Reporters could also see information about helpdesk inquiries when a client contacts Bloomberg and asks for help on how to get a specific piece of information.

Such insight could still be potentially valuable for a journalist chasing a story – despite Mr Winkler's efforts to downplay the scale of the privacy breach. Bloomberg has now barred reporters from such access.

It is too early to say what impact the scandal might have on the reputation of a company which is thought to generate $7bn a year in sales and is highly profitable.

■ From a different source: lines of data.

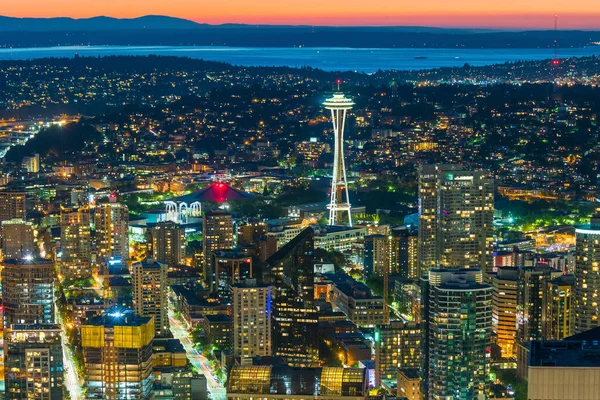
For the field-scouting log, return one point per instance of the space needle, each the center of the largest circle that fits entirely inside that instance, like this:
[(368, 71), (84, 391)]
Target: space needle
[(339, 104)]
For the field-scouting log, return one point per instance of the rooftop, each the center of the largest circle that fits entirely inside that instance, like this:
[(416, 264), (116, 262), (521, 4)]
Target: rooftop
[(218, 192), (117, 316)]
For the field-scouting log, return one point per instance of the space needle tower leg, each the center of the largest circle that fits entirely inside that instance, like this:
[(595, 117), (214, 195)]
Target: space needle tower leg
[(339, 201)]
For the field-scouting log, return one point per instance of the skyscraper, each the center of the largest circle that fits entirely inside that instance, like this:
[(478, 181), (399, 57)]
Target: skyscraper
[(295, 318), (34, 362), (28, 291), (404, 253), (558, 313), (12, 205), (530, 301), (112, 230), (217, 231), (168, 242), (339, 106), (31, 163), (504, 308), (397, 345), (18, 238), (456, 209), (75, 257), (285, 382), (150, 291), (251, 320), (460, 327), (117, 349), (376, 258), (587, 275), (229, 267)]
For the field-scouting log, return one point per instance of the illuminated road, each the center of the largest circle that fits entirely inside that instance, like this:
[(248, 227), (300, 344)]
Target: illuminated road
[(197, 359), (72, 381)]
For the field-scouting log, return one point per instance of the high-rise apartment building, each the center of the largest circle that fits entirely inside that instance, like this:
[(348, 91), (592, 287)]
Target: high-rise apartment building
[(217, 234), (34, 362), (397, 345), (112, 230), (28, 291), (404, 253), (150, 291), (117, 349), (31, 163), (284, 382), (295, 318), (229, 267), (459, 332), (251, 320), (168, 242), (376, 255), (530, 301), (18, 238), (456, 210), (587, 275), (75, 237), (504, 309), (558, 313), (12, 205)]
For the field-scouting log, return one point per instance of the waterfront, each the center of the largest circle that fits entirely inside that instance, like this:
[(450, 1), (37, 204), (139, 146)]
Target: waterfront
[(329, 59)]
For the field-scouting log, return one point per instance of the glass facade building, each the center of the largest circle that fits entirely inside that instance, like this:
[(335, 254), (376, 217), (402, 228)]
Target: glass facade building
[(295, 317)]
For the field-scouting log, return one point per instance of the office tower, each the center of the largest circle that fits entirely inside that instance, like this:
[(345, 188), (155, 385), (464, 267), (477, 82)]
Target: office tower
[(229, 267), (12, 205), (530, 301), (404, 253), (409, 384), (117, 349), (18, 238), (397, 345), (75, 257), (251, 320), (31, 163), (295, 318), (460, 327), (217, 231), (558, 313), (168, 242), (112, 229), (189, 386), (587, 275), (284, 382), (150, 291), (28, 291), (456, 209), (34, 362), (251, 232), (339, 201), (504, 308), (375, 255)]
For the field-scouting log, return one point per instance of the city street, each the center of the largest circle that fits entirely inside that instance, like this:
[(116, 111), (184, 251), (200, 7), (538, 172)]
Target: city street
[(197, 359), (72, 381)]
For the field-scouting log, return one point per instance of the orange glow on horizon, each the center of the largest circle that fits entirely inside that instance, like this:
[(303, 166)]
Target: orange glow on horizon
[(522, 14)]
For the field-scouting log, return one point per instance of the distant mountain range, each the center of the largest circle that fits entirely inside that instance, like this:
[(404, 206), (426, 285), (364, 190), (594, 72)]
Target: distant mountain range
[(9, 24), (153, 30)]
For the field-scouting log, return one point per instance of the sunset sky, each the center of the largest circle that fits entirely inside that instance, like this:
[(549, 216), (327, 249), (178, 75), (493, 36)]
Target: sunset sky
[(537, 14)]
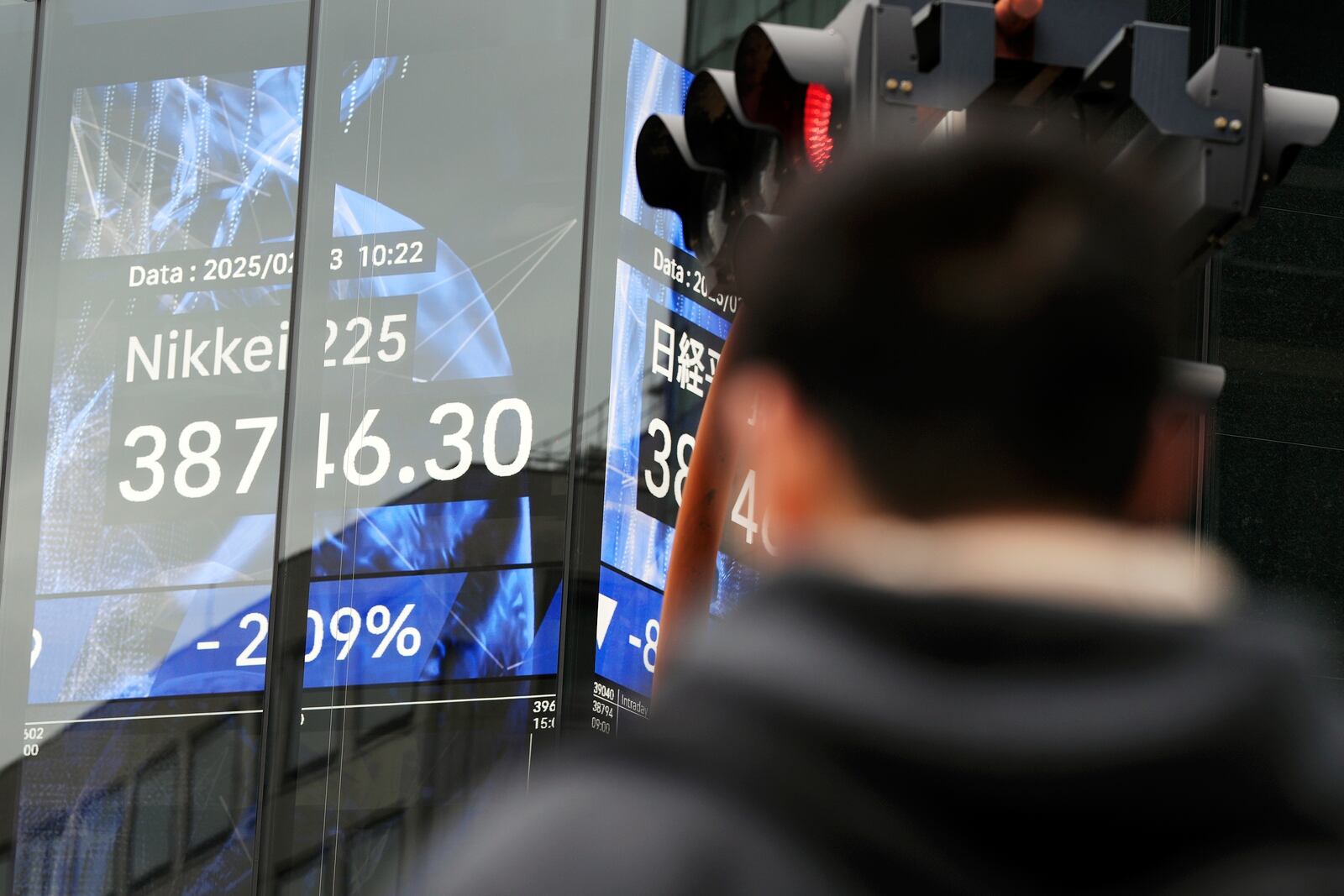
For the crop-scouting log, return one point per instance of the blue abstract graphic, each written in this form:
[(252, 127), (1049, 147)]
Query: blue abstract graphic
[(656, 85)]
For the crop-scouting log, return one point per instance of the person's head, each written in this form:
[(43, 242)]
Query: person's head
[(961, 331)]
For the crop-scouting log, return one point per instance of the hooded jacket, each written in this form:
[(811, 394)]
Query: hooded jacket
[(886, 732)]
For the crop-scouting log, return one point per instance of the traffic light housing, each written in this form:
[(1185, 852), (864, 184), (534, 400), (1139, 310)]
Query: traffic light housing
[(886, 74)]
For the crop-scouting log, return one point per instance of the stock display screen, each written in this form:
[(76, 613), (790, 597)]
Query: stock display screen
[(423, 493), (669, 332)]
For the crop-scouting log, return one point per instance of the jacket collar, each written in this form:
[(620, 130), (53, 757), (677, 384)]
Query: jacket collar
[(1062, 560)]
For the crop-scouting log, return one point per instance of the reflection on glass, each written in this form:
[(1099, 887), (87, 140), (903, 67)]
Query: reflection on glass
[(154, 821), (96, 841), (433, 399), (214, 768), (143, 470)]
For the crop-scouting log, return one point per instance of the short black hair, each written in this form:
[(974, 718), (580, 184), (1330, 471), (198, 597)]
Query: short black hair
[(981, 325)]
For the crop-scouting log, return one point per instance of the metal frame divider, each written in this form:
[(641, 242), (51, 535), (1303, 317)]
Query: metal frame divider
[(288, 616)]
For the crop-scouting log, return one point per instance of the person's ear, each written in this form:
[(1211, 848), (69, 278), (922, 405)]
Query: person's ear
[(1169, 465)]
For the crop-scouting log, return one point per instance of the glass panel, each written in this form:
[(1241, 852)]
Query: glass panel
[(154, 829), (214, 786), (1277, 325), (432, 412), (18, 20), (143, 472)]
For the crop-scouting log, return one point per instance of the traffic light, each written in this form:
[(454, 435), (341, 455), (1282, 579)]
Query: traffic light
[(886, 74)]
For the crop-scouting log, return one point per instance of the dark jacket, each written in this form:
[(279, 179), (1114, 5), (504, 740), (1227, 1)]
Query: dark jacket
[(837, 738)]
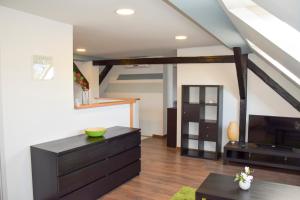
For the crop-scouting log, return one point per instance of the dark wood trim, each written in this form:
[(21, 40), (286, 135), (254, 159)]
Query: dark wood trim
[(274, 85), (159, 136), (167, 60), (104, 73), (241, 72)]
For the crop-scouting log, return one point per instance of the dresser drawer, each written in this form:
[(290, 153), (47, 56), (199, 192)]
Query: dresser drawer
[(82, 177), (125, 174), (119, 161), (90, 192), (124, 143), (81, 158), (209, 132)]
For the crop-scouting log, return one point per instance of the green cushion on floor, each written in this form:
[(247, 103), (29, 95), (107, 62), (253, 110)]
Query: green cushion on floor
[(185, 193)]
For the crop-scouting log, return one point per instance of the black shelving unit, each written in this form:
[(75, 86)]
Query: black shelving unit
[(201, 121)]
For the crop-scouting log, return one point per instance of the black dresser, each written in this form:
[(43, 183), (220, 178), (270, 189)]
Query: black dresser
[(82, 168)]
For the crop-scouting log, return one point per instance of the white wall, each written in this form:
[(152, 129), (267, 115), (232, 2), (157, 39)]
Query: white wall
[(149, 91), (2, 173), (262, 99), (91, 73), (39, 111)]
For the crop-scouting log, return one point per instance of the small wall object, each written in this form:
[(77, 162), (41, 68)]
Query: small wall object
[(79, 78), (233, 132), (42, 67)]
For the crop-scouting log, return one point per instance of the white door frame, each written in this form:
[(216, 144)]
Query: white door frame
[(1, 140)]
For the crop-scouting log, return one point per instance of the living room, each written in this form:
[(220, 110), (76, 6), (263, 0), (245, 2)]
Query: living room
[(188, 94)]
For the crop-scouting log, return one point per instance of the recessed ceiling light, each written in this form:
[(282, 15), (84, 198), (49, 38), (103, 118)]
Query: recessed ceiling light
[(180, 37), (81, 50), (125, 11)]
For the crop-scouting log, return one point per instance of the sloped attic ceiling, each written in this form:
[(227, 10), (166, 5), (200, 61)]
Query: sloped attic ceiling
[(209, 15), (287, 11), (150, 31), (268, 33)]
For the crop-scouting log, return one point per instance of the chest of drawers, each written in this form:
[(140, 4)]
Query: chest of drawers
[(82, 168)]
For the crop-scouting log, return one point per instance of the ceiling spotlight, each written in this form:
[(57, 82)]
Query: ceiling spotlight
[(81, 50), (125, 11), (180, 37)]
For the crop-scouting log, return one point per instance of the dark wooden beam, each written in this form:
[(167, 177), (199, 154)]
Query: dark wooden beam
[(274, 85), (104, 73), (241, 71), (167, 60)]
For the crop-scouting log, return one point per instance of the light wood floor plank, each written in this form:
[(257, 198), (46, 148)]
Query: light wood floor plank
[(165, 171)]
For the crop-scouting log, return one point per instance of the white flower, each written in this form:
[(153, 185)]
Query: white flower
[(244, 175), (249, 178), (247, 170)]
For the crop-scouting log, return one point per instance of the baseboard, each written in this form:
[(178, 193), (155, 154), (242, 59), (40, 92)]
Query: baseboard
[(159, 136)]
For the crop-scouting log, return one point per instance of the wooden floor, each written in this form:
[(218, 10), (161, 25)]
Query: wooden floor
[(164, 172)]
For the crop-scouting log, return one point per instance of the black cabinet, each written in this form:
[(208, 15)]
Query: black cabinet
[(85, 168), (172, 127), (201, 121)]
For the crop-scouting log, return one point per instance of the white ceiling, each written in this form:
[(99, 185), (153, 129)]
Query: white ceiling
[(150, 32)]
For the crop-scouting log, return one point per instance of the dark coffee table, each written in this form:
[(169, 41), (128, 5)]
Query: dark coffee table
[(221, 187)]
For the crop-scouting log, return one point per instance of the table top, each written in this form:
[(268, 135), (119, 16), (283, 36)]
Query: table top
[(219, 186)]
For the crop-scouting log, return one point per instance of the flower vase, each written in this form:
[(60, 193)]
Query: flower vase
[(245, 185)]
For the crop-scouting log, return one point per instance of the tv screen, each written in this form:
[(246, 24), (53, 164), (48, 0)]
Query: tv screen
[(274, 131)]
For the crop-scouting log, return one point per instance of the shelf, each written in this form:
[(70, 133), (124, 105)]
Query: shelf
[(192, 103), (197, 103), (210, 104), (201, 104), (210, 121), (263, 163)]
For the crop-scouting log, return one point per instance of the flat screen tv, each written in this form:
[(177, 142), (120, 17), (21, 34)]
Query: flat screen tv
[(274, 131)]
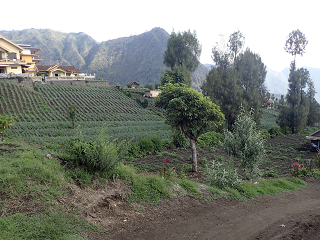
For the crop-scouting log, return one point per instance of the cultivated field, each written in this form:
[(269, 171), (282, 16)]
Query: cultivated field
[(41, 115)]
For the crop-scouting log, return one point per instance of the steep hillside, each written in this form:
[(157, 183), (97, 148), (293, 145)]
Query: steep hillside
[(137, 58), (277, 82), (42, 115), (72, 48)]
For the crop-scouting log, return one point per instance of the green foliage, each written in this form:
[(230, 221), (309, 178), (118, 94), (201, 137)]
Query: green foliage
[(190, 186), (189, 111), (98, 155), (246, 143), (274, 131), (176, 75), (294, 115), (265, 134), (168, 173), (296, 43), (5, 121), (51, 225), (237, 80), (148, 189), (180, 140), (105, 59), (72, 111), (149, 86), (210, 139), (23, 164), (41, 116), (183, 49), (222, 176)]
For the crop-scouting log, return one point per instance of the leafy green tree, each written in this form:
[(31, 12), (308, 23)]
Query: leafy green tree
[(176, 75), (5, 121), (296, 43), (314, 111), (236, 44), (189, 111), (149, 86), (182, 57), (295, 114), (238, 79), (252, 73), (183, 49), (72, 113), (246, 143)]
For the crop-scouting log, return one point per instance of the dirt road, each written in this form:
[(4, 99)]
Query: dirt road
[(293, 215)]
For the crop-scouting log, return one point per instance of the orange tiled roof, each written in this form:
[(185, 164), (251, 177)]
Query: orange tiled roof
[(17, 46), (67, 68)]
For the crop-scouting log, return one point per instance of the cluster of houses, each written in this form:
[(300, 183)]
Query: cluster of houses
[(24, 60)]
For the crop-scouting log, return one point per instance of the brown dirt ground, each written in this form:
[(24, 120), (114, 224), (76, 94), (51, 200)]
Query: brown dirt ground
[(291, 215)]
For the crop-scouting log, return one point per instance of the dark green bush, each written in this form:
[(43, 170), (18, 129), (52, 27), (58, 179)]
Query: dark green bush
[(98, 155), (265, 134), (274, 131), (210, 139), (145, 103), (158, 144), (146, 145), (179, 140)]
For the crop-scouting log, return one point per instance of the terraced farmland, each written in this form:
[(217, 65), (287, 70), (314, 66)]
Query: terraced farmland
[(41, 115)]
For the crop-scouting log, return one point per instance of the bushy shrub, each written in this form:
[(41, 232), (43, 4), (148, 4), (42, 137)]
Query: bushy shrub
[(222, 176), (98, 155), (265, 134), (158, 144), (210, 139), (246, 143), (146, 145), (274, 131), (145, 103), (179, 140)]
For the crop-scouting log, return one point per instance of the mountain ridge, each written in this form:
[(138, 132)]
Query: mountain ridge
[(136, 58)]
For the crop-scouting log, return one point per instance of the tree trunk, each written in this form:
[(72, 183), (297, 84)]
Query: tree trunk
[(194, 154)]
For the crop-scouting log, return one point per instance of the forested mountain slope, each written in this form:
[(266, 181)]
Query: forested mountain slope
[(137, 58)]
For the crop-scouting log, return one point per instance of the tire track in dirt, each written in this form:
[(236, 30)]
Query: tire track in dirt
[(292, 215)]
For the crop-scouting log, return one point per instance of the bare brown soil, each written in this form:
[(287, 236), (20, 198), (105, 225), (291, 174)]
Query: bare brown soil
[(291, 215)]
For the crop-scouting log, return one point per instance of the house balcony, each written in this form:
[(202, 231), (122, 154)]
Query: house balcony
[(12, 61)]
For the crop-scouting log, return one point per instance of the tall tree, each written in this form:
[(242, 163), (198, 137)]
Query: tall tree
[(182, 57), (252, 73), (295, 114), (238, 79), (236, 44), (314, 111), (296, 43), (189, 111), (183, 49)]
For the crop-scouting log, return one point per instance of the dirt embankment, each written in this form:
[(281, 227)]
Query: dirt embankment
[(292, 215)]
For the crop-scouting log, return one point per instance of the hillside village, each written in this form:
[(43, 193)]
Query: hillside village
[(106, 161), (24, 61)]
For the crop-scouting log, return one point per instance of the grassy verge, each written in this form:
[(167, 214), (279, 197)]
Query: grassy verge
[(29, 182), (27, 174)]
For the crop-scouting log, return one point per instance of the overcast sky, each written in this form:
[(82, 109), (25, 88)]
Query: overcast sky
[(266, 24)]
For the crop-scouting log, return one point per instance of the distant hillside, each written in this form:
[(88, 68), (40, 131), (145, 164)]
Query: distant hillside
[(277, 82), (137, 58)]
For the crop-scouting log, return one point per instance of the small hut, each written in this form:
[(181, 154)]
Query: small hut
[(133, 85)]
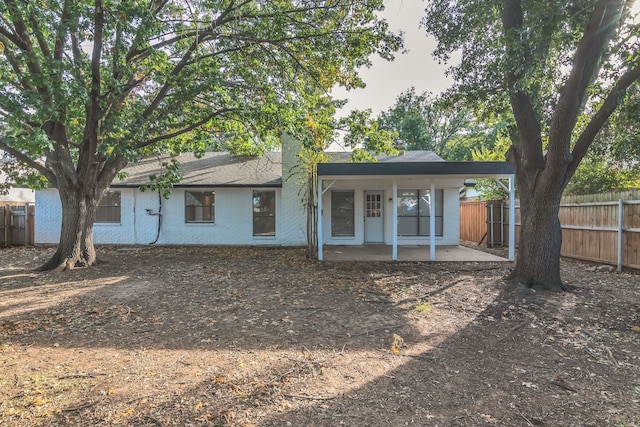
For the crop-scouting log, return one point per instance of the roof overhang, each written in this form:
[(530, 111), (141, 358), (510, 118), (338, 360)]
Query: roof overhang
[(460, 169), (261, 185)]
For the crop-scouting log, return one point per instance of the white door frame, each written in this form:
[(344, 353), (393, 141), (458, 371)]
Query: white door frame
[(374, 216)]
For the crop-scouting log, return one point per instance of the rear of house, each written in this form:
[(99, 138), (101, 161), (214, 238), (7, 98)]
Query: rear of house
[(409, 199), (221, 200)]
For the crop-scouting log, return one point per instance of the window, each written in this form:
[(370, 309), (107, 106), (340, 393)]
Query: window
[(108, 210), (414, 212), (199, 206), (264, 213), (342, 220)]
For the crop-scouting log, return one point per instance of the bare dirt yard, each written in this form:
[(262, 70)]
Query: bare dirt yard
[(263, 337)]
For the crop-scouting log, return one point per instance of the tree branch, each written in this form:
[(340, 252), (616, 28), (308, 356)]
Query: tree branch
[(186, 129), (609, 105), (586, 63), (529, 149), (33, 164)]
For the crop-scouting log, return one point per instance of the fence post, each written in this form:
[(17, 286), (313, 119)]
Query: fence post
[(620, 233)]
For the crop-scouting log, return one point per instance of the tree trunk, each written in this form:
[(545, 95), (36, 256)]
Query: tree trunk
[(76, 248), (538, 259)]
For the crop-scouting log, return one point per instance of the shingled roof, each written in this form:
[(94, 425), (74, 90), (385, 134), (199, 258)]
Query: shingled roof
[(223, 169), (211, 170)]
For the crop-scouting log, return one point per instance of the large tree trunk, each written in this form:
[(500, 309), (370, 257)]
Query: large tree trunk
[(76, 248), (538, 259)]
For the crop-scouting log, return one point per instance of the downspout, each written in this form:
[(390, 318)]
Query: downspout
[(159, 215)]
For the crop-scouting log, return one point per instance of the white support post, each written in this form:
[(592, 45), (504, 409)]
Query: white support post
[(319, 223), (394, 225), (512, 219), (620, 233), (432, 221)]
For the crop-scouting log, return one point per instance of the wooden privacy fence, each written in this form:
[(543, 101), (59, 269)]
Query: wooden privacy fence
[(16, 224), (601, 228), (485, 222)]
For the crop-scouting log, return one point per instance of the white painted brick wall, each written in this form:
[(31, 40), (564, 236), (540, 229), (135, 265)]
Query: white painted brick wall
[(233, 220), (293, 213)]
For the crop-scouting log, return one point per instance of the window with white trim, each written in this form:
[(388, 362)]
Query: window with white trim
[(109, 208), (264, 213)]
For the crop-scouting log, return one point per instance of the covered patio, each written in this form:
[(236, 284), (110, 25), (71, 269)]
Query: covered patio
[(407, 253)]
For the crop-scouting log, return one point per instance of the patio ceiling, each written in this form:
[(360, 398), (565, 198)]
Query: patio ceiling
[(458, 169)]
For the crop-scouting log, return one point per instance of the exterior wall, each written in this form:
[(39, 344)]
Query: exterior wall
[(233, 220), (293, 213), (233, 215), (451, 209)]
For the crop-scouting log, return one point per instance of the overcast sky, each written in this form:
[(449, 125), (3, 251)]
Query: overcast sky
[(386, 80)]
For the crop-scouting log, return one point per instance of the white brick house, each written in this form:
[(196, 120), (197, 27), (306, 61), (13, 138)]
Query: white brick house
[(229, 200)]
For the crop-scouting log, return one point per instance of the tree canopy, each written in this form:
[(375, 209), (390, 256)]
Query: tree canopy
[(88, 86), (556, 71)]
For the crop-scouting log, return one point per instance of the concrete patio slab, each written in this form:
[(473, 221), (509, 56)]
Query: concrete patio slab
[(406, 253)]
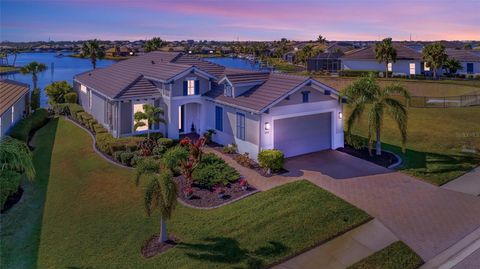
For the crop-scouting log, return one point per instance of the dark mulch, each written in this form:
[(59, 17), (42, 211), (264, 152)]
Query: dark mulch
[(154, 247), (385, 160), (12, 200), (205, 197)]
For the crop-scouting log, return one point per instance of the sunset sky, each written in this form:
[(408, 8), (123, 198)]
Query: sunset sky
[(32, 20)]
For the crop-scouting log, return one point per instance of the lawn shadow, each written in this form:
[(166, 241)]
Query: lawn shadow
[(23, 240), (228, 251)]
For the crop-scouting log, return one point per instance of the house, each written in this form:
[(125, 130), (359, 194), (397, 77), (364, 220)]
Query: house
[(13, 103), (409, 61), (255, 110)]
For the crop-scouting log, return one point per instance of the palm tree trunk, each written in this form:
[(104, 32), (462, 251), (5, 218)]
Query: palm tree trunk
[(163, 231), (378, 145)]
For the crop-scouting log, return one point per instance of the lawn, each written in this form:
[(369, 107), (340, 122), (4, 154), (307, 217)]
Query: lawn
[(437, 140), (395, 256), (94, 218)]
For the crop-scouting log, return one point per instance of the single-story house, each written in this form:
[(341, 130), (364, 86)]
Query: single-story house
[(255, 110), (14, 99)]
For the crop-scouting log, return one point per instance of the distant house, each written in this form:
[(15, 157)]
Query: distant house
[(13, 103), (255, 110), (409, 61)]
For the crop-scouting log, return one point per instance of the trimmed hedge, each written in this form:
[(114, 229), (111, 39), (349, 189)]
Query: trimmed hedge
[(24, 128), (272, 159)]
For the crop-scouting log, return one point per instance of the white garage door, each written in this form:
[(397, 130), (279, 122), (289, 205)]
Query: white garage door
[(305, 134)]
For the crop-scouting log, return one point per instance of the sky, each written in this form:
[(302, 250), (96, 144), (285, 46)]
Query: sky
[(227, 20)]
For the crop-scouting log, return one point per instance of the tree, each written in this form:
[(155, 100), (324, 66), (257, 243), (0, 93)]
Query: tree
[(385, 53), (16, 156), (33, 68), (153, 44), (451, 65), (161, 193), (434, 56), (365, 95), (151, 115), (56, 92), (92, 50)]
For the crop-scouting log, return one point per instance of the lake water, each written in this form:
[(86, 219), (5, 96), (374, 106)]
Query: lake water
[(64, 68)]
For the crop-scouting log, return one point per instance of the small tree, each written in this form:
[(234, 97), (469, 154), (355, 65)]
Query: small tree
[(434, 56), (365, 95), (151, 115), (385, 53), (56, 92)]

Clients have come to depend on Bloomberg's financial data, and there is no sign yet of any customers cancelling accounts.

In the short term, this scandal is hugely embarrassing for Mr Winkler and, of course, for Mr Bloomberg, who owns 80 per cent of the company, even though he is hands-off at present because of his mayoral duties.

This is a company that likes to boast that it does not use anonymous sources and insists on quoting even company spokespeople by name in news articles. "We must be able to confirm it; we must not be speculative; we must not be questionable," Mr Winkler said in a rare 2011 interview. "The essence of Bloomberg is transparency."

The New York Post, owned by Rupert Murdoch's News Corporation, which is also the parent company of Dow Jones and The Wall Street Journal, broke the story last week, and has been crowing about the scandal. "Bloomberg reporters spying on financial clients!" tweeted Mr Murdoch yesterday.

Niri Shan, a reputation management specialist at the London firm of solicitors Taylor Wessing, said: "This disclosure is very damaging. It goes to the heart of the integrity of what they do. Having said that, to fess up in the way they have in a very fulsome way is the best way of dealing with things. Sometimes the way an issue is handled in the aftermath can exacerbate the damage done to reputation. I think they've done absolutely the right thing in the way they have handled it."

The big question is whether this scandal will end with the apology. Regulators, especially in the United States, expect high standards when it comes to financial reporting and disclosure, and are unlikely to take a positive view.